Internacional

André Ventura arrasa Luís Neves

O líder do Chega, André Ventura, está esta quarta-feira no ‘Grande Jornal’ da CMTV numa entrevista exclusiva para abordar as polémicas a envolver o ministro da Administração Interna, Luís Neves. Em causa estão as acusações de Ventura contra Neves, a quem acusa de o ter ameaçado no Parlamento; e ainda a polémica em que cai sob o ministro devido a “suspeitas de operações urbanísticas irregulares”, devido à construção de uma piscina sem licença e sem comunicação de obras em Odemira.

“Vais engoli-las todas”

“Vais engoli-las todas, a expressão foi mais ou menos esta”, revelou Ventura sobre o conteúdo das alegadas ameaças de Luís Neves, considerando que a situação “é grave”, uma vez que “mete em causa a separação de poderes”. “É um ministro com muito pouco perfil para continuar como ministro”, acrescentou o líder do Chega.
André Ventura revelou ainda que, na reunião que teve esta quarta feira com o Presidente da República, António José Seguro, em São Bento, que o chefe de Estado ficou “preocupado” com a existência de um alegado segundo vídeo de ofensas de Luís Neves.
Sobre a polémica das ameaças no Parlamento, Ventura reiterou “ser inaceitável o MAI ter este comportamento com um partido da oposição”. E, nesse sentido, considerou ainda que “é importante existir uma reunião com a direção nacional do PSD”, com o objetivo de “perceber qual o papel que o líder da oposição [Luís Montenegro] deve ter” face a “suspeitas muito sérias”.
“Tem de ser aberto um inquérito” sobre obras em Odemira.

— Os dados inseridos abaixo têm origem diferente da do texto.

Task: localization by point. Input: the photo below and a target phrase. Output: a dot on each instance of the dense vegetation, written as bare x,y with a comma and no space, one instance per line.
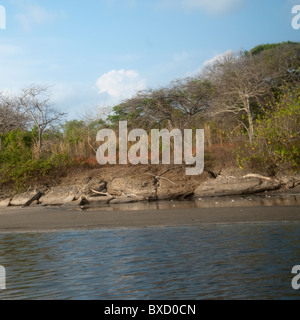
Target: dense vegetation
248,104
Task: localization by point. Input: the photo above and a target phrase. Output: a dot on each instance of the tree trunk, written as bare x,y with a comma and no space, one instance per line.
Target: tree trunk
40,142
250,121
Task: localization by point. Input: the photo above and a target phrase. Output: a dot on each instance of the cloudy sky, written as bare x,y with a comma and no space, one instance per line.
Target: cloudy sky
99,52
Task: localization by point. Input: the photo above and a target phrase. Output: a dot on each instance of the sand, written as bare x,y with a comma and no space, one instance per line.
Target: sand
49,219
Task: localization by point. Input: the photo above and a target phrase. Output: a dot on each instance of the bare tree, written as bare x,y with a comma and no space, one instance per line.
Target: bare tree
36,104
239,83
11,117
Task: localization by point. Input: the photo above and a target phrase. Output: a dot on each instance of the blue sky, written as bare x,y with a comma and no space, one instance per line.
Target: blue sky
96,53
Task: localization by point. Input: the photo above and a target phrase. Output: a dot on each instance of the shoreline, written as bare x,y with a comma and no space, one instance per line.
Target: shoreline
46,219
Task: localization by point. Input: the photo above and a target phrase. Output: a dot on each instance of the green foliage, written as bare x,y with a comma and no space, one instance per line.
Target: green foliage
17,164
263,47
276,143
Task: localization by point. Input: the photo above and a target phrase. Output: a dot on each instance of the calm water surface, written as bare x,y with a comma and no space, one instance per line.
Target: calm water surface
242,261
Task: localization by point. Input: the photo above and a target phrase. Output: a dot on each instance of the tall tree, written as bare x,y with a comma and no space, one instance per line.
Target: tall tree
36,104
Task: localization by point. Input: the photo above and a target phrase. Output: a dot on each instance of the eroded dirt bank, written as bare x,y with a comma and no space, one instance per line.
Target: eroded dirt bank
123,184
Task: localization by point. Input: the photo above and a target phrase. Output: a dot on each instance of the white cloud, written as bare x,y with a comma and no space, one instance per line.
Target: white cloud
214,7
120,84
35,15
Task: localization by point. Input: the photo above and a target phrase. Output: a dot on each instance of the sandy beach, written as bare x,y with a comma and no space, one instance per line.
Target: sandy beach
58,219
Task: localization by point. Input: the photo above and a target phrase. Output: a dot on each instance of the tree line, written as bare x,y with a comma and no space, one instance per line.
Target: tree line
249,100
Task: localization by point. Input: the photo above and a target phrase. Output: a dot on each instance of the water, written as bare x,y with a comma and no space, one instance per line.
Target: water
241,261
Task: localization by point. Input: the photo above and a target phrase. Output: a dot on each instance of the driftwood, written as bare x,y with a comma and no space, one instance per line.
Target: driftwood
101,193
159,177
258,176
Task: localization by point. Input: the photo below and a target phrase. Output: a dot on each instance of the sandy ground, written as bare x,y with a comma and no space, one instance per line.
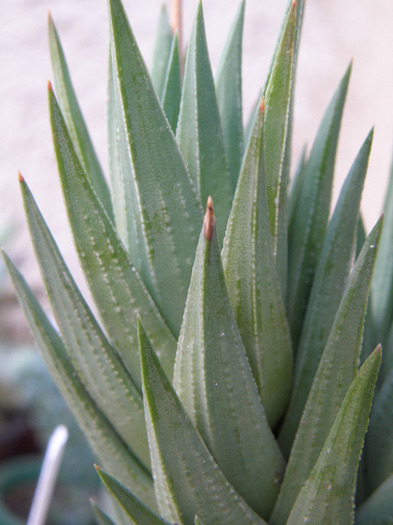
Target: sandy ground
335,31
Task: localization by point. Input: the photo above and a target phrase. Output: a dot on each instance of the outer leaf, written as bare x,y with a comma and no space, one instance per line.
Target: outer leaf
75,121
308,225
117,288
379,442
105,442
199,129
328,494
229,95
214,382
277,138
378,508
167,211
96,361
188,481
162,51
335,373
253,284
135,509
329,281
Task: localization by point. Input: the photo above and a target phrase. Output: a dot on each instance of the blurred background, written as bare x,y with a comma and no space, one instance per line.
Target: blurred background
335,32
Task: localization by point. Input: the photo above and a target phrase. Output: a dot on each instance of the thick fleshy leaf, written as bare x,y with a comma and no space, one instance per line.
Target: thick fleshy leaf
214,382
277,137
162,51
335,373
105,442
96,361
188,482
229,95
308,225
135,509
328,494
328,285
164,207
116,286
75,122
378,508
379,441
253,285
199,130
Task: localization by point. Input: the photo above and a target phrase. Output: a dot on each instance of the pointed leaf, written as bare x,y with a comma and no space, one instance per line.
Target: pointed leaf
105,442
328,494
135,509
214,382
199,130
167,210
188,481
336,370
116,287
308,225
96,361
229,95
328,285
75,122
253,284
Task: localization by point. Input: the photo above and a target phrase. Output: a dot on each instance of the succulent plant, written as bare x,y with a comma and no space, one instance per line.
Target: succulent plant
219,380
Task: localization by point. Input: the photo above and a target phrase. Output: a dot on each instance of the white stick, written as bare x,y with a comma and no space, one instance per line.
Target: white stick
46,481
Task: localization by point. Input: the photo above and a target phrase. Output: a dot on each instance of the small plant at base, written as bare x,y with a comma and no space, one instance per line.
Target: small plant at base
222,382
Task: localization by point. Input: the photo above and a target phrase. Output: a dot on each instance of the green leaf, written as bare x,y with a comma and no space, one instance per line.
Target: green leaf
164,207
379,441
308,226
105,442
328,494
329,282
75,122
214,382
378,508
199,130
162,51
93,357
337,368
229,95
116,286
188,481
278,95
135,509
253,285
171,93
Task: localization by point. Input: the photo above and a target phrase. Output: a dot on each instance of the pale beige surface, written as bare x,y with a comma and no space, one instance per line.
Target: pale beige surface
334,32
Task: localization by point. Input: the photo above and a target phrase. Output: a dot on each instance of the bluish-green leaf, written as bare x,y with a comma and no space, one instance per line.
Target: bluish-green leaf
328,494
105,442
379,441
135,509
214,382
229,95
199,130
75,122
378,508
93,357
188,482
277,138
308,225
335,373
162,51
116,286
165,207
328,285
253,285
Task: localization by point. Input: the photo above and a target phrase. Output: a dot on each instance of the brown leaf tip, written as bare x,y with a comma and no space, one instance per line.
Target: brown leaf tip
262,105
209,222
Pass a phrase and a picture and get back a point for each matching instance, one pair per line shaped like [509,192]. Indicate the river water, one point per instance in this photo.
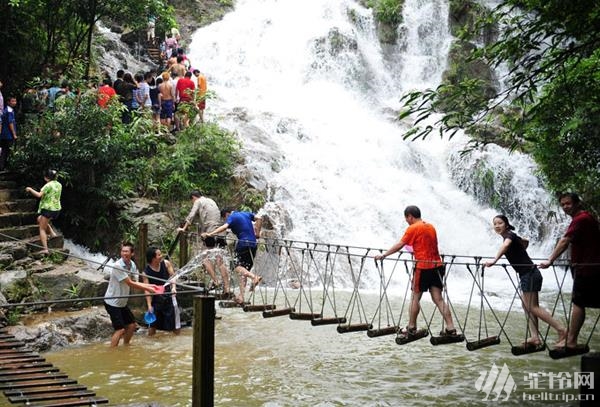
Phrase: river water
[311,79]
[281,362]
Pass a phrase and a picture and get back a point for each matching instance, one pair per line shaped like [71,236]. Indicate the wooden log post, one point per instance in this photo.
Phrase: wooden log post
[203,363]
[184,255]
[142,246]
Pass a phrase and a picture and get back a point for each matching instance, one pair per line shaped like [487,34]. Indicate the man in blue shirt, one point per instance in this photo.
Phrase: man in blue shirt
[8,135]
[246,227]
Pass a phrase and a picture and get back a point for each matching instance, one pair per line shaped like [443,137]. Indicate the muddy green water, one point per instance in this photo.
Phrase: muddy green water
[282,362]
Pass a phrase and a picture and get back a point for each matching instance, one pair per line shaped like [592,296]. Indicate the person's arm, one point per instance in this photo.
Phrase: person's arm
[561,246]
[171,272]
[34,192]
[148,297]
[257,226]
[399,245]
[500,253]
[13,130]
[217,231]
[190,218]
[141,286]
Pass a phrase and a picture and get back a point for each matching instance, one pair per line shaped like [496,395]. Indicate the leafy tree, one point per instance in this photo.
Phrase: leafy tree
[41,37]
[101,162]
[549,103]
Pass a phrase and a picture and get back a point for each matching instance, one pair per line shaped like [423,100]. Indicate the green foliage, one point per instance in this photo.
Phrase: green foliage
[13,316]
[101,162]
[46,37]
[389,11]
[73,291]
[551,50]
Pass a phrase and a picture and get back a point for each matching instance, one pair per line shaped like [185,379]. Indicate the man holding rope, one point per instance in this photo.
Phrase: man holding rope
[583,235]
[429,270]
[115,298]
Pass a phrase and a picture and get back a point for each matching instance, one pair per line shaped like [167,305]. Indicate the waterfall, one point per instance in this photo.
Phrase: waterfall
[309,90]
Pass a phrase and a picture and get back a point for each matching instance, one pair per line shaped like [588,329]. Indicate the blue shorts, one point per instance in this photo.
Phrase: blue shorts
[166,109]
[49,214]
[531,281]
[120,317]
[244,257]
[424,279]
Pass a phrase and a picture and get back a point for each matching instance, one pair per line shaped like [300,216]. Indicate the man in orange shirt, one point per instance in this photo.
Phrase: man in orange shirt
[201,92]
[429,269]
[105,93]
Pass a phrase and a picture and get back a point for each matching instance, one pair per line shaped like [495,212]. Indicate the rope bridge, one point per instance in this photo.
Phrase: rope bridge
[330,284]
[345,286]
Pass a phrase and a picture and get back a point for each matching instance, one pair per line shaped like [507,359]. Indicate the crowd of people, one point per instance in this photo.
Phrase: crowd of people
[582,236]
[171,95]
[157,277]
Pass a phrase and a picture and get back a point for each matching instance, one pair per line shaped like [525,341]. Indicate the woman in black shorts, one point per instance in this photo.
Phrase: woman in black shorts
[514,248]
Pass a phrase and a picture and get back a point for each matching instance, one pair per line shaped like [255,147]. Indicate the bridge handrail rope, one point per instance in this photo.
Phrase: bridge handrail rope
[405,298]
[383,296]
[355,301]
[482,318]
[279,282]
[446,293]
[326,280]
[300,277]
[482,293]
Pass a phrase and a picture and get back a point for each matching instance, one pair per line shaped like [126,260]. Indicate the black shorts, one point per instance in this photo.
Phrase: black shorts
[164,311]
[211,242]
[531,282]
[585,290]
[49,214]
[120,317]
[424,279]
[244,257]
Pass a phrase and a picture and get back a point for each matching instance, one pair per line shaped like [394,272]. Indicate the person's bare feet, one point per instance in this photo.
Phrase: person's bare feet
[255,282]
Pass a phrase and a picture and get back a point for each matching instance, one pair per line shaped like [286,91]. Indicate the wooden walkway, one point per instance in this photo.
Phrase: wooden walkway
[26,378]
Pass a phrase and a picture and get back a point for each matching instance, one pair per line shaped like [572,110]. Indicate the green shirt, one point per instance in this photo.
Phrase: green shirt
[50,196]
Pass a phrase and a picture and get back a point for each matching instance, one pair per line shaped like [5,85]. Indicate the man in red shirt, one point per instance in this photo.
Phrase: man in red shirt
[583,235]
[185,96]
[429,270]
[105,93]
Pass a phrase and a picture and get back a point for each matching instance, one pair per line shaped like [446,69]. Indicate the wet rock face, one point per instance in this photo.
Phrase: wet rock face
[48,333]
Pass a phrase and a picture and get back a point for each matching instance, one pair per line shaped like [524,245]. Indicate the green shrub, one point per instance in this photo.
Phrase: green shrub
[101,161]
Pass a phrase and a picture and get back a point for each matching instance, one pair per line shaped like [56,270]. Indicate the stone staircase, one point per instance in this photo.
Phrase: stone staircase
[18,224]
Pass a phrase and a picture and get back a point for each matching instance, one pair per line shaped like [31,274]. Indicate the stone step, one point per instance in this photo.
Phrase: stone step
[19,205]
[34,244]
[11,194]
[19,232]
[17,219]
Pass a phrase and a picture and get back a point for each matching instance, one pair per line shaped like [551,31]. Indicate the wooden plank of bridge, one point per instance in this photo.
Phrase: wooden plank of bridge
[87,401]
[22,364]
[27,378]
[51,397]
[15,374]
[44,389]
[52,381]
[33,376]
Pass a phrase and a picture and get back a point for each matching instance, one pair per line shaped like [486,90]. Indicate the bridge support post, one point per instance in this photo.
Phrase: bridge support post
[203,364]
[590,362]
[183,249]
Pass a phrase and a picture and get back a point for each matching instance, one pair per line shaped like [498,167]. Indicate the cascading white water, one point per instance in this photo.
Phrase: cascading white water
[308,88]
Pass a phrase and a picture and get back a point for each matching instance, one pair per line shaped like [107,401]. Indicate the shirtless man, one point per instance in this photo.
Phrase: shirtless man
[165,99]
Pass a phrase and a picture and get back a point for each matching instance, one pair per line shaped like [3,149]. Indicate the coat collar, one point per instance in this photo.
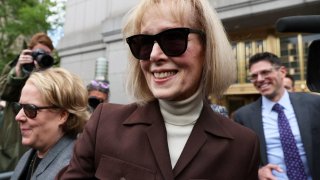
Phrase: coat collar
[150,115]
[52,154]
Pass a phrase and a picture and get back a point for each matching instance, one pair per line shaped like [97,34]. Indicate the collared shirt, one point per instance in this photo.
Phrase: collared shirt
[271,132]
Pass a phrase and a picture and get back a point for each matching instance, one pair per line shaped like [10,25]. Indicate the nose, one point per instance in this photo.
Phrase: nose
[20,117]
[156,53]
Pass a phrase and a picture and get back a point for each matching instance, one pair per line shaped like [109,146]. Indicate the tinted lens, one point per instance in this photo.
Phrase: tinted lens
[16,107]
[141,46]
[174,42]
[30,110]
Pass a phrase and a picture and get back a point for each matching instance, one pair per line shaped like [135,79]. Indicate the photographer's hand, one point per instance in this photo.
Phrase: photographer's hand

“Pode um ministro que tutela a regularidade não cumprir a lei?”, questionou o líder do Chega no que toca à polémica em volta das obras “urbanísticas irregulares” da propriedade familiar de Luís Neves. Ventura sublinhou ainda que “um ministro deve estar sempre sujeito a escrutínio”.
André Ventura contrapôs a atual gestão de Luís Neves ao legado de responsabilidade política de Jorge Coelho. Ao recordar que Coelho se demitiu por ‘não pagar um imposto’ – assumindo a responsabilidade política por um erro que exigia a sua saída – Ventura traça uma linha vermelha: para o líder do Chega, ao não seguir este padrão de escrutínio e integridade, Luís Neves esvazia a sua autoridade moral.
O líder do Chega questiona se o silêncio e a falta de explicações do ministro, que já tutelou a PJ, não revelam um medo de enfrentar o escrutínio que o cargo exige, contrastando a sua postura com a ética de quem, no passado, colocou a dignidade do Estado acima da sobrevivência no poder.
Por outro lado, sobre o caos na correção dos exames nacionais, André Ventura considerou as declarações do primeiro-ministro, Luís Montenegro – apontando os professores de “infantilidade” e de perturbarem a avaliação dos exames nacionais – como “uma má atitude”. O líder do Chega pediu ainda esclarecimentos do ministro da Educação, para quem “não admite, para já”, a demissão do governante.